The Arkham Sessions, Ep. 157 – Steven Universe 21-30
Autism spectrum disorder is known in psychology as a neurodevelopmental condition marked by extreme unresponsiveness to other people, noticeable communication deficits, and highly rigid or repetitive behaviors and interests. Autistic people tend to appear aloof, inattentive, and uninterested in others. They often have difficulties with speech competencies, lack intonation when talking, and use few facial expressions or maintain eye contact. Many autistic people prefer sameness; whenever there is a disruption in routine or a change in familiar settings, they may feel upset or anxious. The term “high-functioning autism” (which used to be called Asperger’s), is problematic because it suggests some abilities are more important or valued than others; language and communication, intellect, social skills, and emotional competencies exist on a spectrum that can indicate a range of successes and struggles.
As Brian and Drea evaluate Steven’s behaviors and capacities, they realize that Steven is likely still developing the ability to track mature cues, and this may not be a sign of autism but, rather, simply a part of neurotypical development. In fact, he seems to empathize and connect quite successfully. The Crystal Gems, however, demonstrate a number of characteristics and patterns that do seem consistent with the autism spectrum.

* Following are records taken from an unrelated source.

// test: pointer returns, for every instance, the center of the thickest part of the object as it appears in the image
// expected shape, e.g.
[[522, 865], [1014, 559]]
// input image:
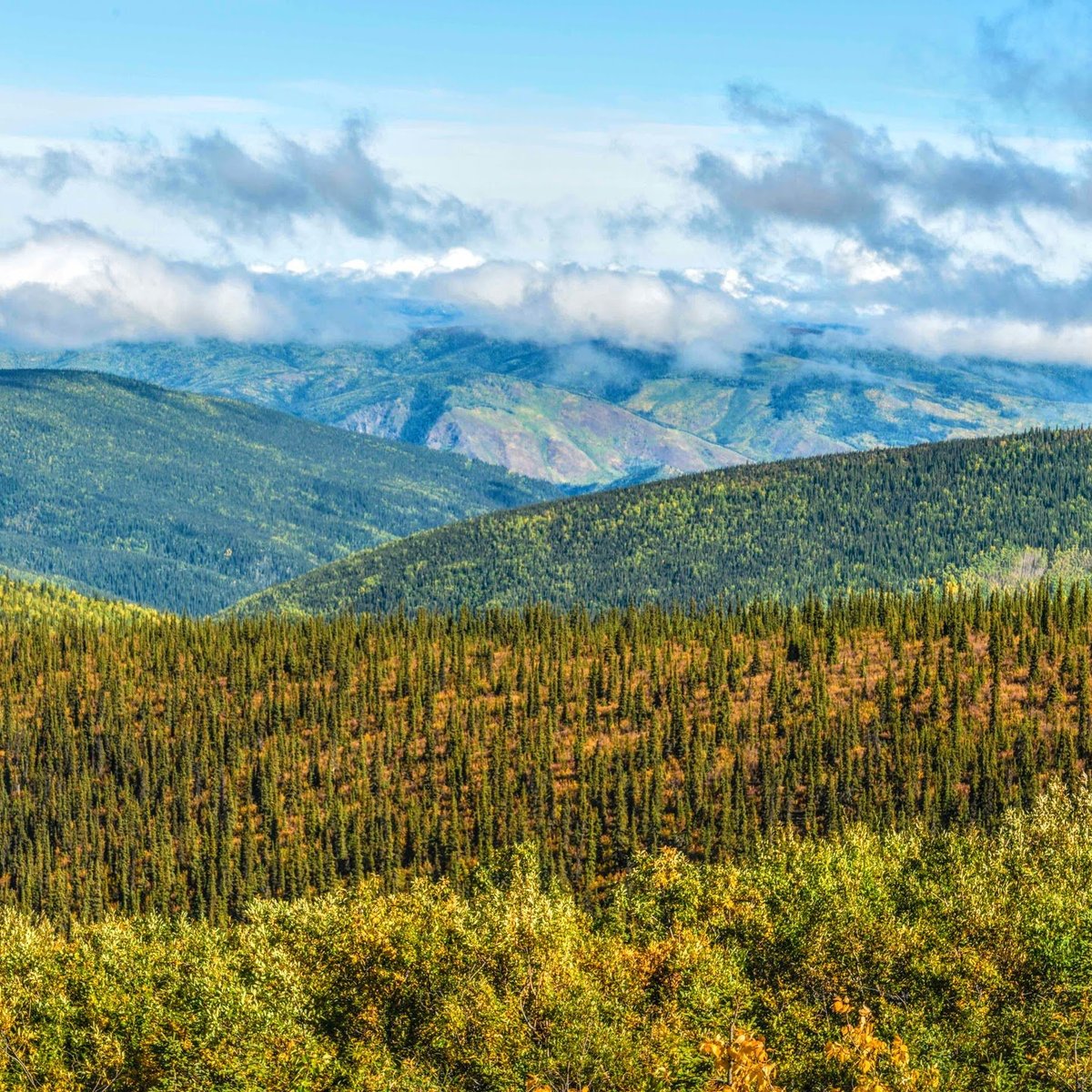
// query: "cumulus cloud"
[[68, 285], [50, 170], [240, 192], [855, 183], [629, 308]]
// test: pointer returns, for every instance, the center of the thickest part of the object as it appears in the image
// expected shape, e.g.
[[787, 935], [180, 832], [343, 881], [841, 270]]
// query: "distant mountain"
[[825, 524], [187, 502], [590, 415]]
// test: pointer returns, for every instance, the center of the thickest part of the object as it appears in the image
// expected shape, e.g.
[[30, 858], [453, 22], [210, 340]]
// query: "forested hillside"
[[152, 763], [186, 502], [972, 954], [592, 413], [884, 519]]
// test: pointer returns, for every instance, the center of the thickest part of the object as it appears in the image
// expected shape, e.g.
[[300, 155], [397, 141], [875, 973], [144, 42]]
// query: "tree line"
[[153, 763]]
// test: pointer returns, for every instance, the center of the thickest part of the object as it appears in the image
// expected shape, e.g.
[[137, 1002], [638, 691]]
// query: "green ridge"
[[186, 502], [862, 520]]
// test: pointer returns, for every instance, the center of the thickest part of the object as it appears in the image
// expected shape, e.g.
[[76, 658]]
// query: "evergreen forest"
[[186, 503], [880, 519]]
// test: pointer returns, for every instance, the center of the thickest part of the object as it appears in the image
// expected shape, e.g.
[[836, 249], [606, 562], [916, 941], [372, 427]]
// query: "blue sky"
[[600, 54], [685, 175]]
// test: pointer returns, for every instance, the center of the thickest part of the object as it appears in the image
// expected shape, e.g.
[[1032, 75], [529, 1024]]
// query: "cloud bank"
[[966, 243]]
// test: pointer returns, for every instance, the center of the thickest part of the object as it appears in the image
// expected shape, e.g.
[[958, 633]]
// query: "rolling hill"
[[875, 519], [588, 415], [186, 502]]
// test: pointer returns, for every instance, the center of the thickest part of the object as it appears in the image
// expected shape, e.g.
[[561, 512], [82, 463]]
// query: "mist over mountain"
[[589, 414]]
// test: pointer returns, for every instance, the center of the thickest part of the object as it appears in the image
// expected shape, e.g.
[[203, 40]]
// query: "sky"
[[691, 177]]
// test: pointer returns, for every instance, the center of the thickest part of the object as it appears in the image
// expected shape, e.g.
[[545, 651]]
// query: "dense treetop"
[[187, 502], [864, 520], [972, 953], [157, 763]]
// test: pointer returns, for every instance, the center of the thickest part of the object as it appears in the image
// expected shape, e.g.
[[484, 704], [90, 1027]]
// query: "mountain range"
[[186, 502], [993, 508], [588, 415]]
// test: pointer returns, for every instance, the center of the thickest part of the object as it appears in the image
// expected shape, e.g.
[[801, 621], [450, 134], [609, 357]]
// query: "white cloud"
[[569, 303], [935, 333], [66, 285]]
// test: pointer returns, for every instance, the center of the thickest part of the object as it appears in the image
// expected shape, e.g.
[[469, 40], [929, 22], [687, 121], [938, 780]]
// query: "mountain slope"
[[26, 599], [589, 415], [187, 502], [885, 518]]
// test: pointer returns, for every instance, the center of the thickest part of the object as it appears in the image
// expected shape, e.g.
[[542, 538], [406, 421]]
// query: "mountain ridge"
[[626, 412], [185, 502], [885, 518]]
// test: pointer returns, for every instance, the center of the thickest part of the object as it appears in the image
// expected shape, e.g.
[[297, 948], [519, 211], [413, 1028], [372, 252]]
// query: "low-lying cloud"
[[240, 192]]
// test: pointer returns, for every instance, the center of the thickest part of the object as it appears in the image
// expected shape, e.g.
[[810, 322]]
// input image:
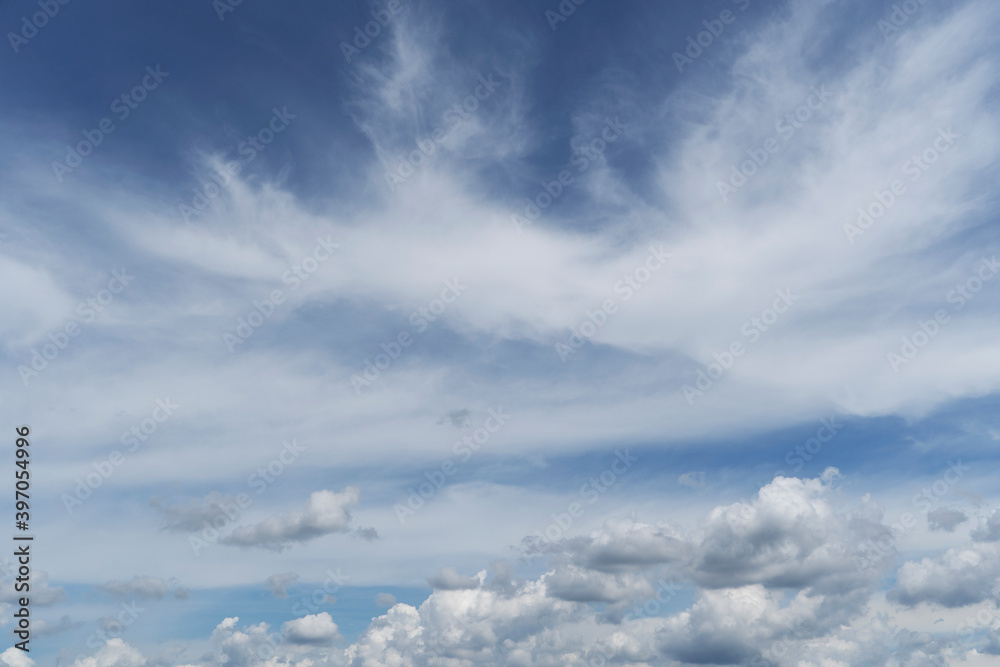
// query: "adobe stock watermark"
[[630, 283], [321, 595], [294, 277], [249, 150], [122, 106], [223, 7], [105, 468], [704, 39], [592, 490], [452, 118], [752, 329], [87, 310], [915, 167], [928, 329], [807, 451], [436, 478], [420, 320], [581, 159], [372, 29], [785, 127], [231, 512], [30, 28], [565, 8], [899, 16]]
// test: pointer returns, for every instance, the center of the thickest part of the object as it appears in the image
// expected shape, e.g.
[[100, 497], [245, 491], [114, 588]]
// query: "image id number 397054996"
[[22, 543]]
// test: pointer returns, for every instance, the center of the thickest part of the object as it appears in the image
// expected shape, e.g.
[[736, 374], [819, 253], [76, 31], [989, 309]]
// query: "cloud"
[[457, 418], [693, 479], [991, 531], [450, 580], [385, 600], [115, 652], [326, 512], [959, 577], [13, 657], [278, 583], [142, 587], [946, 519], [312, 629], [195, 515], [789, 535]]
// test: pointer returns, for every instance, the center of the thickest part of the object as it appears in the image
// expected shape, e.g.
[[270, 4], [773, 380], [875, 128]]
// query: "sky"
[[568, 333]]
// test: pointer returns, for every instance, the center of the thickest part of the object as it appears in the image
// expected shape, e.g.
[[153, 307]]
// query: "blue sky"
[[507, 314]]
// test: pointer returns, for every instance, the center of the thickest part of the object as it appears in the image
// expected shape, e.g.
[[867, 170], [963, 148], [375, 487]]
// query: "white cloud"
[[325, 512], [312, 629]]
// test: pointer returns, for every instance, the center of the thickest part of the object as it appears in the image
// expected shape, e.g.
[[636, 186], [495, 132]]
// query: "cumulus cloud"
[[115, 653], [946, 519], [196, 514], [789, 535], [448, 579], [457, 418], [326, 512], [312, 629], [956, 578], [13, 657], [278, 583], [385, 600], [990, 532], [693, 479]]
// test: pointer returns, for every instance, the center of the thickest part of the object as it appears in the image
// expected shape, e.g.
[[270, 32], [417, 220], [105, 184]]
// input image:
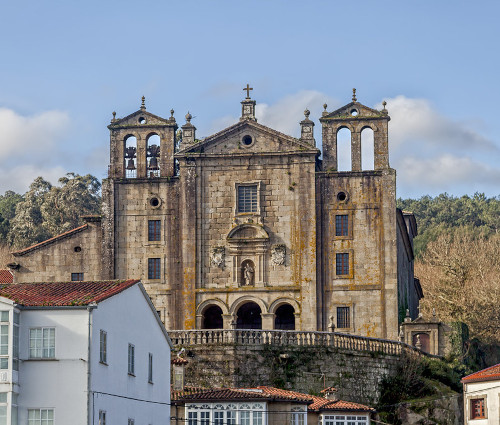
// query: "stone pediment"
[[248, 136], [141, 119], [247, 232], [355, 110]]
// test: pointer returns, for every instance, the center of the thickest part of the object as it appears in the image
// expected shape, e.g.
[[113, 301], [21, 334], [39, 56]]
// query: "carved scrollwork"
[[217, 256], [278, 254]]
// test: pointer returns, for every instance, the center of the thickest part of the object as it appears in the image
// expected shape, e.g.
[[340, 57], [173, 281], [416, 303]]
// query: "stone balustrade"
[[297, 338]]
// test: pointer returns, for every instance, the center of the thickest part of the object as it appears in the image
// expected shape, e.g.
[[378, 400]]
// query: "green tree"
[[47, 210]]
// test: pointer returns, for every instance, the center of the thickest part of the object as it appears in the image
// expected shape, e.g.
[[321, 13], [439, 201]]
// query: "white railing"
[[297, 338]]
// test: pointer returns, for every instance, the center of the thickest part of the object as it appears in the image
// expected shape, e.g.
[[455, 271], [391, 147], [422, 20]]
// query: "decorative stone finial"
[[247, 89]]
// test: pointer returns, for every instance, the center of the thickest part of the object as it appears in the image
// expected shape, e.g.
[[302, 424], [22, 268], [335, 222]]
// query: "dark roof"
[[491, 373], [6, 276], [58, 294], [51, 240]]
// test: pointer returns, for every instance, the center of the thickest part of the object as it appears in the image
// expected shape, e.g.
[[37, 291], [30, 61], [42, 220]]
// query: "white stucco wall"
[[128, 318], [490, 390], [60, 383]]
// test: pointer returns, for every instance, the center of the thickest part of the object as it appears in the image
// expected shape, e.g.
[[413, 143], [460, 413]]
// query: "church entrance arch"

As the alien beings who encounter various challenges on earth, Pearl, Amethyst, Garnet, and new Gems we’re introduced to can serve as relatable figures to audience members having a variety of experiences being made to feel “other.” Brian and Drea wonder whether the show’s creators intended to represent social otherness and perhaps even highlight the ways in which neurodiversity can be embraced and appreciated. In fact, the autistic community reminds us that many autistic people are content, happy, and can live a life of quality–suggesting that when autism is framed as a malady or impairment, or as an experience that is deficit-based, we center a disease rather than an identity, further stigmatizing and pathologizing the lived experience of autistic people. By showing a more socially diverse way of being and growing, Steven Universe welcomes neurodiverse fans to actualize their own freedom to express themselves in their truest way.